The practice of using bots to exploit online shopping and inventory systems is only slightly younger than the online shopping and inventory systems themselves. The use of sniping bots remains fully permitted on auction sites like eBay, for example, years after eBay’s debut.
These bots, however, may not be fair game for long. While the federal government is yet to expand the BOTS Act to include retail bots, individual states have enacted their own measures to try to level the playing field for consumers.
The bot armies attack
As reported by HUMAN in a recent Automated Fraud Benchmark Report, scalping attacks peaked at nearly half of total shopping cart requests between March 3, 2020 and January 2, 2021.
Using bots to circumvent inventory management systems obviously harms consumers, who are forced to shoulder the additional financial burdens and increased costs of market and price manipulation. But these behaviors also harm businesses, which have spent millions investing in highly sophisticated, technical systems to ensure prompt, competitive, and consistent deliveries of products, only to have those systems broken, scraped, and undermined by bot armies.
While the federal government passed the BOTS Act of 2016, 15 U.S.C.A. § 45c, that law is limited to ticket purchasing systems and has not yet been expanded to include other services or products sold on online marketplaces. However, that does not mean that retailers lack recourse against these Grinch bots.
The counterattack: Autobot laws
For starters, any consumer inclined to purchase items using a bot or from an entity that uses bots bears the risk that orders made using these bots will be canceled, because the use of bots to circumvent inventory management systems likely violates the applicable Terms of Service for large online vendors.
Given the botsploitation crisis in recent holiday seasons, online platforms are already taking new and additional steps to detect abusive and unlawful bot use…and to prevent any transactions from being culminated using their services. Thus, end consumers who purchase using bots assume the very real risk that the transaction will be canceled and the product may not be delivered at all.
But here’s the kicker: states have begun to implement laws designed to force bot users and consumers alike to disclose the use of bots not only to buy and sell products, but also to influence political elections, and to prohibit transactions where the use of bots are not disclosed.
In 2018, California passed the first of its kind legislation, termed California’s “Autobot Law,” Cal. Bus. & Prof. Code § 17940, et seq., which “makes it unlawful ‘to use a bot to communicate or interact with another person in California online, with the intent to mislead the other person about its artificial identity for the purpose of knowingly deceiving the person about the content of the communication in order to incentivize a purchase or sale of goods or services in a commercial transaction or to influence a vote in an election.’” Cal. Bus. & Prof.
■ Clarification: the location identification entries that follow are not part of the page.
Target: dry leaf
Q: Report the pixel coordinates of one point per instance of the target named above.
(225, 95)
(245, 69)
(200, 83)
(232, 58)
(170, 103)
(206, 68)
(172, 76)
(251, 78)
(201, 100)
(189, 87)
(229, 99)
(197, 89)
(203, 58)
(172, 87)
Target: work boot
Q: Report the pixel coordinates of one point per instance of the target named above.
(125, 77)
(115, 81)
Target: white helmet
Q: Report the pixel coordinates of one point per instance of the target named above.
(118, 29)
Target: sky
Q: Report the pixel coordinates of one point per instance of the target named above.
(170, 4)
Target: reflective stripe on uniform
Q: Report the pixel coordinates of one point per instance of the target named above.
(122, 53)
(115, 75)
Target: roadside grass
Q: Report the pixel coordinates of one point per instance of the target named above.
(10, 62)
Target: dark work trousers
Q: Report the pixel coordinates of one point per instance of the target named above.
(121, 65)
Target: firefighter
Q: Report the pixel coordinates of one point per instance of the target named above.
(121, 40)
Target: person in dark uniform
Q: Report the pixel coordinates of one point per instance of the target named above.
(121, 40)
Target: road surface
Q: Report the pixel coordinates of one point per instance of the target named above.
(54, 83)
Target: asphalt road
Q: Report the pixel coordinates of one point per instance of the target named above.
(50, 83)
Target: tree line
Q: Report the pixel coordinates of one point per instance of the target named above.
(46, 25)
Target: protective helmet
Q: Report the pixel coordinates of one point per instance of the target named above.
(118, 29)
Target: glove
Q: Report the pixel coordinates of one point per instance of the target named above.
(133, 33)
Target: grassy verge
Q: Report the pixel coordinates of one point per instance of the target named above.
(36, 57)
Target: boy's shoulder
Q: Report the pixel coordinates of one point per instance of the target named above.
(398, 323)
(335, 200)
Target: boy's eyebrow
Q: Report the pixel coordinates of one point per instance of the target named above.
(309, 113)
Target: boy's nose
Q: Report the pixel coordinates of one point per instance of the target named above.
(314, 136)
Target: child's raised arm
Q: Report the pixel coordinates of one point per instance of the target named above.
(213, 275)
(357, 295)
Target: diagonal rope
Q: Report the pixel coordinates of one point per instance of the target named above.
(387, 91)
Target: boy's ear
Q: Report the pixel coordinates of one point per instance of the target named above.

Code § 17941(a).
The law specifically exempts individuals and businesses who disclose that they are using bots, provided that the disclosure is “clear, conspicuous, and reasonably designed to inform persons with whom the bot communicates or interacts that it is a bot.” Id., § 17941(b).
Beyond the prohibitions set forth in California’s Autobot Law (which is admittedly focused more on disclosure than outright prohibition), businesses that improperly use bots to undermine competition or otherwise monopolize markets or particular products may be subject to class actions lawsuits and other civil suits under state-level unfair competition laws and consumer protection. For example, under California’s Unfair Competition Law (“UCL”), undisclosed bot users could face potential liability for undisclosed bot use to sell products as a form of unlawful, fraudulent, and/or unfair conduct.
Thus, while Congress labors at the federal level to implement comprehensive reform to expand the original BOTS Act of 2016 beyond ticket scalping, state laws may already provide avenues for relief for consumers and businesses harmed by these acts of automated unfair competition.